22. I find to that low standard of proof this is a case where the Appellant's activities in the United Kingdom whilst not determinative would be a matter of interest to the Sri Lankan authorities on return. I find the likelihood is that there would be a continuing interest in the Appellant given his age, ethnicity, the involvement of other family members with the LTTE and the continuing detention of his father. I attach limited weight to the Appellant's mother's correspondence, which is substantially self-serving, written in response to correspondence about particular subjects. I also take fully into account the Sri Lankan 2014 Human Rights Report which fully set out concerns about the Sri Lankan Government and their approach to perceived threats to the Sri Lankan state. In the light of the findings of fact made by the judge I therefore find to that low standard of proof that it was likely that on return, his background would be looked into and then he would be detained.
23. Accordingly it seemed to me that on the evidence and the findings of fact made by the judge, which are undeniably favourable on the issues of credibility, that the Appellant's father's detention cannot be dismissed as being without credibility. I agreed with Mr Melvin that the Appellant either through representation or otherwise has sought to bring himself within the country guidance in a particularly obvious way. I did not find that the involvement of the Appellant's father in making a complaint to the LLRC by itself presented a danger on the return of the Appellant to Sri Lanka for that was an aspect that is particularly directed at his father. I note the Appellant's mother commented about the police insisting that the Appellant's father will be released when the Appellant is surrendered to them (see the letter of 5 June 2015). I have some concerns that the issue of the Appellant's release following the payment of a bribe was now said to be contingent upon reporting conditions which the Appellant has not complied with. It seemed strange that those matters should have been raised belatedly (see the Appellant's mother's letter of 3 rd July 2015).

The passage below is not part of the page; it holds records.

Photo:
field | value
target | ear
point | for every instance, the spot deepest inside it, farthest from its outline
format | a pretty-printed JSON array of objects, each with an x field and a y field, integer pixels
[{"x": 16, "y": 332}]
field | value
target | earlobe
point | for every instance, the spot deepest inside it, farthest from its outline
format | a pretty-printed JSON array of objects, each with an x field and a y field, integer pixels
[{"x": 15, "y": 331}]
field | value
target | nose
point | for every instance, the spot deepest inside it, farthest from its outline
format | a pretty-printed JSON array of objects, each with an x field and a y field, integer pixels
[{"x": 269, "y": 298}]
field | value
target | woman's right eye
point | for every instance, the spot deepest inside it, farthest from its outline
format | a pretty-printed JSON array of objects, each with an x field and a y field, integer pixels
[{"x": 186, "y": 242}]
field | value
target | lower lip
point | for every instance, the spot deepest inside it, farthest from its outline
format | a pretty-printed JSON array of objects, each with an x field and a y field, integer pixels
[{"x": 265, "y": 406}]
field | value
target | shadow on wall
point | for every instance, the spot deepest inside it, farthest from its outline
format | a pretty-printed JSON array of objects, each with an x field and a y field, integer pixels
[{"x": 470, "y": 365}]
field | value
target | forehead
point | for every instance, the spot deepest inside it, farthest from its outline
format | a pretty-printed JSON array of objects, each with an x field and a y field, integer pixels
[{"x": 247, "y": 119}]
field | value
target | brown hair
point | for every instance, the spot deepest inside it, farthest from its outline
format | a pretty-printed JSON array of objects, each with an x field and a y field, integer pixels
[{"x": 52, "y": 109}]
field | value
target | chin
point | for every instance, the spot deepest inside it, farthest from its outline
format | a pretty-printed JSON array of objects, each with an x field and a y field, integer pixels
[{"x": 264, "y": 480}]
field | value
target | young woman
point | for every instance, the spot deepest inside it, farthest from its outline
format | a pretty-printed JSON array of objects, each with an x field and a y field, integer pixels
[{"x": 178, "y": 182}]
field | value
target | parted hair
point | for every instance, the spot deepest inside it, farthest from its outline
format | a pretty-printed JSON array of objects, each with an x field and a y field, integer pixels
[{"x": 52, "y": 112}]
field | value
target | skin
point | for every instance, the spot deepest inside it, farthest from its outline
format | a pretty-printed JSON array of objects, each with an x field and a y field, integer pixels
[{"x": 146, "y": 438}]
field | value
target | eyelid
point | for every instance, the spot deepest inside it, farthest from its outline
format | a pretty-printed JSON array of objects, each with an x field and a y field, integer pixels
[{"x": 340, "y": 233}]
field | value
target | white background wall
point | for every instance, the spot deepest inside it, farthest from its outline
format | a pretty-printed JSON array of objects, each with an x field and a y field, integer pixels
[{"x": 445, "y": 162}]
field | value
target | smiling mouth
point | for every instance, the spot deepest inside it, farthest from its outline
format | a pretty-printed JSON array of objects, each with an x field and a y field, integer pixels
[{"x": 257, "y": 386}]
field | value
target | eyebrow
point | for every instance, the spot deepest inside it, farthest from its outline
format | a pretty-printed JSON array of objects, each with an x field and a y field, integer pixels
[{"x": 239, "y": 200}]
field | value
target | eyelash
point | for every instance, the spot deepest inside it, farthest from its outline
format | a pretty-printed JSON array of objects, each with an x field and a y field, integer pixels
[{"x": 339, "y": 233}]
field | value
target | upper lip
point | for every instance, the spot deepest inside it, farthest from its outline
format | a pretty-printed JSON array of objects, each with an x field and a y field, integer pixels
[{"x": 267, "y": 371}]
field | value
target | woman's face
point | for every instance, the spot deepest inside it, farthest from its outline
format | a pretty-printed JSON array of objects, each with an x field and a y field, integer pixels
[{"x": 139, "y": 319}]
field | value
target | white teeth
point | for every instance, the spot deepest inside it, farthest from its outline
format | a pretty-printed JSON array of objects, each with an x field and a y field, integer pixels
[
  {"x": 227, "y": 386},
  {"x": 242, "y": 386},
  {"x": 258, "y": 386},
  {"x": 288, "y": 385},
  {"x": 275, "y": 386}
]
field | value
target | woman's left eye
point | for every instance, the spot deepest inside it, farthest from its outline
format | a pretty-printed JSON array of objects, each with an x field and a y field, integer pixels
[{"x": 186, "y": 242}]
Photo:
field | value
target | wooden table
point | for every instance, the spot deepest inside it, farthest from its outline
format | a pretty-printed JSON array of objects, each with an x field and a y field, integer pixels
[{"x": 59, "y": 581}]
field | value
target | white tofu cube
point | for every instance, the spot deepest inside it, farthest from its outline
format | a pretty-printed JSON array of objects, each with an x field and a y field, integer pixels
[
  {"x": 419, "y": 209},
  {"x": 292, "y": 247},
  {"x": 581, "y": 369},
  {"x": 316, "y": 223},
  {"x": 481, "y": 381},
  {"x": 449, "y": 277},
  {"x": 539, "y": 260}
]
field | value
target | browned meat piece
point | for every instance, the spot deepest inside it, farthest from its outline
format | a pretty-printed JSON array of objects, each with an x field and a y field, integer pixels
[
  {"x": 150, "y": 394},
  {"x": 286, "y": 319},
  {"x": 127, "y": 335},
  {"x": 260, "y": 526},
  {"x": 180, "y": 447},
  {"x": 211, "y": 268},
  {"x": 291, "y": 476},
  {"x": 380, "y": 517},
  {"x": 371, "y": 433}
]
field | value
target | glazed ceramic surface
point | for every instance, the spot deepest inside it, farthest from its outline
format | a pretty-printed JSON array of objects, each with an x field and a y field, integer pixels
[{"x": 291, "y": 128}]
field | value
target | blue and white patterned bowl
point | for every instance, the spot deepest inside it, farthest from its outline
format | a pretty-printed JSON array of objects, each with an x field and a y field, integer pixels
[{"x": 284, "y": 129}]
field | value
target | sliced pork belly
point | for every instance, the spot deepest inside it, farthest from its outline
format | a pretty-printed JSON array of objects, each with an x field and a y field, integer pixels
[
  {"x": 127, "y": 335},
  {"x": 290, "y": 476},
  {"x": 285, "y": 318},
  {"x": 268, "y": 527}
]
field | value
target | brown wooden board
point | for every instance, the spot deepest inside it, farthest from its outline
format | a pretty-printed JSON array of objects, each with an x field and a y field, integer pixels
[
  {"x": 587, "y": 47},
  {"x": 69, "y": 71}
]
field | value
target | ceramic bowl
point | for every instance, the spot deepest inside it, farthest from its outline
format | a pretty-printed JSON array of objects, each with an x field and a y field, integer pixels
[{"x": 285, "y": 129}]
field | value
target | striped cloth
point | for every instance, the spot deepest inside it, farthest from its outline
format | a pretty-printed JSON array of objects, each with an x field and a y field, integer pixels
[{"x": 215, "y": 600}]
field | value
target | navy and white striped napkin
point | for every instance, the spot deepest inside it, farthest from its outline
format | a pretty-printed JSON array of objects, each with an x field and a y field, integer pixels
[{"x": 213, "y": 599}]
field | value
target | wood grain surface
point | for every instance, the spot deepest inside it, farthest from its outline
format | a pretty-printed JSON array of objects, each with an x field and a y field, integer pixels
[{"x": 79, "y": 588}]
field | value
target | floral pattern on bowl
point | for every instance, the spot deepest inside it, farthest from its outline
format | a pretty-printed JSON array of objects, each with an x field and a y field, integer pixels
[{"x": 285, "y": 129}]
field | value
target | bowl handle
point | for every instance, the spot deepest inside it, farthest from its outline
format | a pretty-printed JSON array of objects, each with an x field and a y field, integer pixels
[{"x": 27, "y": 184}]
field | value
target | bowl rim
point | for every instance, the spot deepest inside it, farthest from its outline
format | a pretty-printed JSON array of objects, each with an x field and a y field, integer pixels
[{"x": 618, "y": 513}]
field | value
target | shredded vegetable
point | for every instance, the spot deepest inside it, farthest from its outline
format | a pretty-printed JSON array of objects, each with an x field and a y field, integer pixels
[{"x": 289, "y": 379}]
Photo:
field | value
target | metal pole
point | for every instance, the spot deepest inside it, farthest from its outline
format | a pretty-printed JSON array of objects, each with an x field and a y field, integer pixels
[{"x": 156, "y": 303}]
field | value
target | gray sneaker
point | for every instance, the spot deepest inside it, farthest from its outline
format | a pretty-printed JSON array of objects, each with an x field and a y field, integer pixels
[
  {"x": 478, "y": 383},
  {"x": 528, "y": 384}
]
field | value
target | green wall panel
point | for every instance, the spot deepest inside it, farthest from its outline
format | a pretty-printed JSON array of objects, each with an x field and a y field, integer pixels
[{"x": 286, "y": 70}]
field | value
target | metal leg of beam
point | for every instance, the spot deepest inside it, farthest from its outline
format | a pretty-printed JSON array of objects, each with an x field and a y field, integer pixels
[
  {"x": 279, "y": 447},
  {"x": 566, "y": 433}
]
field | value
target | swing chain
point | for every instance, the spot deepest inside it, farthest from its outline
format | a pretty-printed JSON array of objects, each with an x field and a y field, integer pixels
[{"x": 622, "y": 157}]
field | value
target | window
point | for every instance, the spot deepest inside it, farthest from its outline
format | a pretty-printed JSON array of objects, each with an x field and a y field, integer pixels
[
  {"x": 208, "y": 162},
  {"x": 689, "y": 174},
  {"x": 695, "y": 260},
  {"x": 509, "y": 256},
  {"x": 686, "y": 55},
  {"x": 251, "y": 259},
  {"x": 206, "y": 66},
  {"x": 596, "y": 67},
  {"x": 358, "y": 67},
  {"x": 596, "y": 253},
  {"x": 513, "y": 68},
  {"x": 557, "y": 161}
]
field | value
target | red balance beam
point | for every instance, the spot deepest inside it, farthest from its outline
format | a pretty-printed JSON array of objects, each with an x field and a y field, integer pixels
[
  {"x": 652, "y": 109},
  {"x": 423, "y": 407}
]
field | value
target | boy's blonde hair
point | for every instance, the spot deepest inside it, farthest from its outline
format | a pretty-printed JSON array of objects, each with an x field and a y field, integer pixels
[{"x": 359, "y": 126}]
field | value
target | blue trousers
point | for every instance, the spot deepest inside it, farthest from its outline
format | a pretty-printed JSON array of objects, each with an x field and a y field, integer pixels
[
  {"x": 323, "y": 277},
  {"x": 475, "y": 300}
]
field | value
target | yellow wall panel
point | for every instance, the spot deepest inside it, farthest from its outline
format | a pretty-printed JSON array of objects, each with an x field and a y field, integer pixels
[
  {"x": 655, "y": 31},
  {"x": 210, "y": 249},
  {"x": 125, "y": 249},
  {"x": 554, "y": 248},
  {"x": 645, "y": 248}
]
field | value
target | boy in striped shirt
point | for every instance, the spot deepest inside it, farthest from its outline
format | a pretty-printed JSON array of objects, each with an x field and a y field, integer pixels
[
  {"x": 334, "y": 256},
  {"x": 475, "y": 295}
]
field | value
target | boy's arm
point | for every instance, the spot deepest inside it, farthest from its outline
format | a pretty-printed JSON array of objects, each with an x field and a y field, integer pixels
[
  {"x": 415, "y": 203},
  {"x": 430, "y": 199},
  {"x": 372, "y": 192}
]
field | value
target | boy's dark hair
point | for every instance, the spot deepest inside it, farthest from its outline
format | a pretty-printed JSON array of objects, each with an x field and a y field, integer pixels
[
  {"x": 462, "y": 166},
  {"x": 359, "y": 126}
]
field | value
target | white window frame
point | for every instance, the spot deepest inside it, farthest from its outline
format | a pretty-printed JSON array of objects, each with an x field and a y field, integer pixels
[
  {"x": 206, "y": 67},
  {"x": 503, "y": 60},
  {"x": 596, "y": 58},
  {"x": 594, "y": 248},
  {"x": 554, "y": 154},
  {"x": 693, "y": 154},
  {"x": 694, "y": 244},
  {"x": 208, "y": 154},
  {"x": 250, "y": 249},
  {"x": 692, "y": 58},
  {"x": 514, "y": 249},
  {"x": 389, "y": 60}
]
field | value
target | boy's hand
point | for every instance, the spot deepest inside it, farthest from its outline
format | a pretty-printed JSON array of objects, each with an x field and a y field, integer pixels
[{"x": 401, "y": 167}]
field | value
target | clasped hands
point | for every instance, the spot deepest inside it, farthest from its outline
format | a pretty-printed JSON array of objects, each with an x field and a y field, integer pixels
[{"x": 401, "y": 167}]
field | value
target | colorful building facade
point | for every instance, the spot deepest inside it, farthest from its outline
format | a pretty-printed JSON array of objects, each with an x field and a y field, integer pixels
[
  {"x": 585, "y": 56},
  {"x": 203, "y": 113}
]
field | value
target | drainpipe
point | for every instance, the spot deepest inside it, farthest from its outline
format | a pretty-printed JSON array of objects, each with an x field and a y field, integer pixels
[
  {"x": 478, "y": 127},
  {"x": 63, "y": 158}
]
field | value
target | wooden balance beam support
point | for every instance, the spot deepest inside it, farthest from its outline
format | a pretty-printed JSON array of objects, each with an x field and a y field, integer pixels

24. In this case therefore the sur place activities do not seem to me of themselves to have been likely to have brought the Appellant to the attention of the Sri Lankan authorities. Rather I find that such activities outside Sri Lanka on a return would be a matter that was investigated to a degree. Whilst attendance at demonstrations by the diaspora alone is not likely to create a real risk or reasonable degree of likelihood that a person will attract adverse attention on return nevertheless it cannot be excluded that the combination of the Appellant's father's activities, his brother's activities, interest in his family generally and those of the Appellant would generate the likelihood of detention and further investigation.
25. I find that the Appellant faces the real risk of ill-treatment, there being no evidence to suggest that the Sri Lankan authorities holding detainees or persons in prison generally have improved conditions such as to remove the risk of Article 3 ill-treatment. In the circumstances therefore I find that there is the risk of persecution because of the Appellant's Tamil ethnicity, his perceived political opinion, his activities such as they have been or associations with the LTTE and were the authorities to become aware of his associations with the TGTE, would be additional interest in the Appellant's activities.
26. The Original Tribunal's decision cannot stand. The following decision is substituted. The appeal on Refugee Convention and Article 3 ECHR grounds is allowed.
ANONYMITY ORDER
27. No anonymity order is required.
Signed Date
Deputy Upper Tribunal Judge Davey
P.S. I regret the delay in promulgation which is due to the file being incorrectly located.